The classification results of the six evaluation items, except for “Awkward” and “Inhuman”, are shown in Table 3. Items with one peak at 0 or 1 step are classified into the first column. Items with one peak at 2 or more steps are in the fourth column. Items with two peaks, one at 0 or 1 step and the other at 2 or more steps, are classified into the second column. Items with two peaks both at 2 or more steps are classified into the third column. The distribution of subjects on “Inspiring” in the “It listens” section has a peak at 1 and 2 steps with equal values. It is determined that the peak is at 2 steps because the sum of the number of subjects at 2 or more steps is larger than that at 0 or 1 step. The distribution of subjects on “Easy to talk to” in the “It listens” section has a peak at 1 and 2 steps with equal value. It is determined that the peak is at 1 step because the sum of the number of subjects at 0 or 1 step is larger than that at 2 or more steps.
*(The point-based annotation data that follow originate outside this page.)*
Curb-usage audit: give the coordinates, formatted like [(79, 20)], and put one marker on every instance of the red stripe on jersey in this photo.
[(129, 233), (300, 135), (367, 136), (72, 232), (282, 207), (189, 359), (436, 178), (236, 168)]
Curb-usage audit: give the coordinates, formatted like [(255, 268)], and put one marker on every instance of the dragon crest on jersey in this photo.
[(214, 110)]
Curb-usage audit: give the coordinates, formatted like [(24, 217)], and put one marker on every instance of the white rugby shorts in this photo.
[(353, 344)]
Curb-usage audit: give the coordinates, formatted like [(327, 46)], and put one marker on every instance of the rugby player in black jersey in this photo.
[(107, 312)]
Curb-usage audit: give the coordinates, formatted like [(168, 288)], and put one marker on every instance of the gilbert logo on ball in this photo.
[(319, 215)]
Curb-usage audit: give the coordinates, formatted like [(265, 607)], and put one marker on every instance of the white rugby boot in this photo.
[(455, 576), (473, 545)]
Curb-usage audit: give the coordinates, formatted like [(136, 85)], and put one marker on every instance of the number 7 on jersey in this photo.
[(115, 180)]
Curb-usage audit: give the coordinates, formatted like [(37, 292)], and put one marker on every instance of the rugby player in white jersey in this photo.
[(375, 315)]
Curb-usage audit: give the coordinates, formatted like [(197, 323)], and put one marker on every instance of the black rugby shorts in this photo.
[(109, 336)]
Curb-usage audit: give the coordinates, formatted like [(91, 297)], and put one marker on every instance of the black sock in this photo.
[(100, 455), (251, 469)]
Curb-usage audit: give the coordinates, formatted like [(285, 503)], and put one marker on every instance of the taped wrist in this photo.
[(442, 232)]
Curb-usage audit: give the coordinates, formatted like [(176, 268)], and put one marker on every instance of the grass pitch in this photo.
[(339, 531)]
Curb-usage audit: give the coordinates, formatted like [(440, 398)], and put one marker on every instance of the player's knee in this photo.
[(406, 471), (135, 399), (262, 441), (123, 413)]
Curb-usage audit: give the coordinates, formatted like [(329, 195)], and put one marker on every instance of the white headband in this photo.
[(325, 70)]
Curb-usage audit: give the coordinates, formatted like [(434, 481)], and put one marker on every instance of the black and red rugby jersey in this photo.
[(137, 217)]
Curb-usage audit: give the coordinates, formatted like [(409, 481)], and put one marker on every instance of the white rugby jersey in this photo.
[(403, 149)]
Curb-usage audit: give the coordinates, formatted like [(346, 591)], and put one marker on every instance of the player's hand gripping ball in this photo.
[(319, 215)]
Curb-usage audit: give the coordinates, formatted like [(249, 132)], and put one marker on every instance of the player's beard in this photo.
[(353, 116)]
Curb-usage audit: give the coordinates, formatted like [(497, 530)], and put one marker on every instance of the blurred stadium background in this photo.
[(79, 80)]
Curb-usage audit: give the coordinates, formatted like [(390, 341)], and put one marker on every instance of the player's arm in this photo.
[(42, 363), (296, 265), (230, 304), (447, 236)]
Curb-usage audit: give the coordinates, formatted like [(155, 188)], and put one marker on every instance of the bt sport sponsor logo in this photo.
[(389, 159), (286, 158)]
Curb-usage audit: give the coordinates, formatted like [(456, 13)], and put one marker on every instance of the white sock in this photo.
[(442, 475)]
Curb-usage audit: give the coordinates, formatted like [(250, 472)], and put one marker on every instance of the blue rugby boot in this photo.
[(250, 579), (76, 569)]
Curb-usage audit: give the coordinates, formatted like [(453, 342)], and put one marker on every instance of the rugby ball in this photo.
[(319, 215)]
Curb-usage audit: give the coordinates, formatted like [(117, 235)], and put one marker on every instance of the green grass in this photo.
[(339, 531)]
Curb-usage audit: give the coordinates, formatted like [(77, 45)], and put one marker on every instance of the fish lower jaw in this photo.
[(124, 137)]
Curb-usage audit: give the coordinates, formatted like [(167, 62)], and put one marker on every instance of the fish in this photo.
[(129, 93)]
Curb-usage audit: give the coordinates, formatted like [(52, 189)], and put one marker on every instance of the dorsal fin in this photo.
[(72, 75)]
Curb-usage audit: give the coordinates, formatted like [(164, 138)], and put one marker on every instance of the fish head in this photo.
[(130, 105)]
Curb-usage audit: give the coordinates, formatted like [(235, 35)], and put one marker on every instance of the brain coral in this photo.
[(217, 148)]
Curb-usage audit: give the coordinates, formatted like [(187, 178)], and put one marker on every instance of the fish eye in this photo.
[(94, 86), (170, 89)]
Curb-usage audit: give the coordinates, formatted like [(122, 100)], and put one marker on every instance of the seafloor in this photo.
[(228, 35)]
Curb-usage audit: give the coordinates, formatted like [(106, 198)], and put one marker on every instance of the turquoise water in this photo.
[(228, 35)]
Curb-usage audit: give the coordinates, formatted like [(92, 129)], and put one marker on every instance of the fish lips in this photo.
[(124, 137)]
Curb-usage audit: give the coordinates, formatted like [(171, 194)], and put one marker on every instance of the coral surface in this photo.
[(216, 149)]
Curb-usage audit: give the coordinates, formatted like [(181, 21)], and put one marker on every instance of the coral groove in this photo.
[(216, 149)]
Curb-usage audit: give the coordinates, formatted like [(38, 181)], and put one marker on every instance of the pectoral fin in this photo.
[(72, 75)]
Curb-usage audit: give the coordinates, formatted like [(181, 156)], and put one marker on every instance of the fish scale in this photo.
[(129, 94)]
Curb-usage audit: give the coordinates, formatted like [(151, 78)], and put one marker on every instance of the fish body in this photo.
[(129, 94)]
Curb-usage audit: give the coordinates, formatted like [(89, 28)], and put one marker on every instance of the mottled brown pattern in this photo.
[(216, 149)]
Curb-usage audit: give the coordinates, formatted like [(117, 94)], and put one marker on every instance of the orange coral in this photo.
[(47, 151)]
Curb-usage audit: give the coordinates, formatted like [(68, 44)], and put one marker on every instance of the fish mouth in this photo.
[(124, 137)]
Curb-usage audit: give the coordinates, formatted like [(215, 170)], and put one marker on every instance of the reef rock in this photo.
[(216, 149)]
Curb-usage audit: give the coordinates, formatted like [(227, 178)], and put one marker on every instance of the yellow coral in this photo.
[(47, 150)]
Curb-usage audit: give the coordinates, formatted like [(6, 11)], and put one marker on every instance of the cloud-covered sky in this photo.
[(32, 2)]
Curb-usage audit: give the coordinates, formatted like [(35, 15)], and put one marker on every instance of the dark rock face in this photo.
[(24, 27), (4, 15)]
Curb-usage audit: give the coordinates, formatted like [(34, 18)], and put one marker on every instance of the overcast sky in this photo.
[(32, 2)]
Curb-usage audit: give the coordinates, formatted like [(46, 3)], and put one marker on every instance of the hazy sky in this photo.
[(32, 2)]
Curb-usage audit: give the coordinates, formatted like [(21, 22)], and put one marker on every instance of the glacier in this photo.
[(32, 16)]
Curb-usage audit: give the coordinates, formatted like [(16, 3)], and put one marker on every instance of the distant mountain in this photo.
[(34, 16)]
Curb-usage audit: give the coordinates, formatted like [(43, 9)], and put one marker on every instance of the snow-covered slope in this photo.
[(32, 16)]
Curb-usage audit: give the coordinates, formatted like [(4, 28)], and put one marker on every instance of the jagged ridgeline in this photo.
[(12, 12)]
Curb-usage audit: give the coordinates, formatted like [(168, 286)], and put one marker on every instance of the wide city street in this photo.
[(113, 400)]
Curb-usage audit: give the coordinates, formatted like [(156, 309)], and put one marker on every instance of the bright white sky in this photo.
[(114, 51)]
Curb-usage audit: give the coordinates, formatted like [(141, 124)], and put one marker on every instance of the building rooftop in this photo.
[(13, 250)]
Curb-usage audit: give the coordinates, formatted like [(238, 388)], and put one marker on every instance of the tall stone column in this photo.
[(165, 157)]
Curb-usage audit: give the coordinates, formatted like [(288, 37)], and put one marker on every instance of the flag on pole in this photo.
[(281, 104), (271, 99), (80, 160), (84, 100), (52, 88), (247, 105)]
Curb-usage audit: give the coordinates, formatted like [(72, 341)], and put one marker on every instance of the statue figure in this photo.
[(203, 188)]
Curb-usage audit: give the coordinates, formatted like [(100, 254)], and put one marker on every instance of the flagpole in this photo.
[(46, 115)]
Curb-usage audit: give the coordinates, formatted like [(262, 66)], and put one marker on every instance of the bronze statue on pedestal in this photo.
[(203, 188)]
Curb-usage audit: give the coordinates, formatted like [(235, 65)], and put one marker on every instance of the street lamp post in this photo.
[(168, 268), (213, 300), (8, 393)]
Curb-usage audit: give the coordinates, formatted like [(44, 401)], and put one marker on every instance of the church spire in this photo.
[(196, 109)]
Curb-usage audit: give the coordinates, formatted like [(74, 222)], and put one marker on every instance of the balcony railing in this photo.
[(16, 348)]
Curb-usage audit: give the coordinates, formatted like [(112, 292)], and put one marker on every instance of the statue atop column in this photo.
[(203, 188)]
The items in the first column of Table 3 are generally relational items. The subjects formed one group and tended to relate the system evaluations for the items to the dialogue evaluation. The items in the second column are individually relational items. The subjects formed two groups, the evaluation tendencies differed across subjects for the items, and some subjects related the evaluations. The items in the third and fourth columns are non-relational items. In this study, the items in the third column are treated as simply non-relational, along with the items in the fourth column. Although there were two groups of subjects and they might differ in their evaluations for the items in the third column, neither group related them. Since the aim is to investigate how the subjects related the evaluations, how they did not relate them is not addressed. Future research on negative evaluations, such as indifference or negative impacts, could provide additional findings.

4. Discussion

In this experiment, the subjects communicated with the human-like dialogue system using generative AI. The system behaved differently in three interaction settings. The subjective evaluations of the system and dialogues varied among individual subjects. Focusing on the individual evaluations, a cluster analysis of the links in the evaluations was conducted. Based on the analysis results, the cumulative results of all subjects’ evaluations were organized, as shown in Figure 7. According to the cumulative results, the system evaluation items were classified, as shown in Table 3. The “awkward” and “inhuman” items were excluded from the classification, since they were not related to the positive dialogue evaluations. The irrelevance of “inhuman” indicates that the human-likeness of the system was preferred in its dialogues.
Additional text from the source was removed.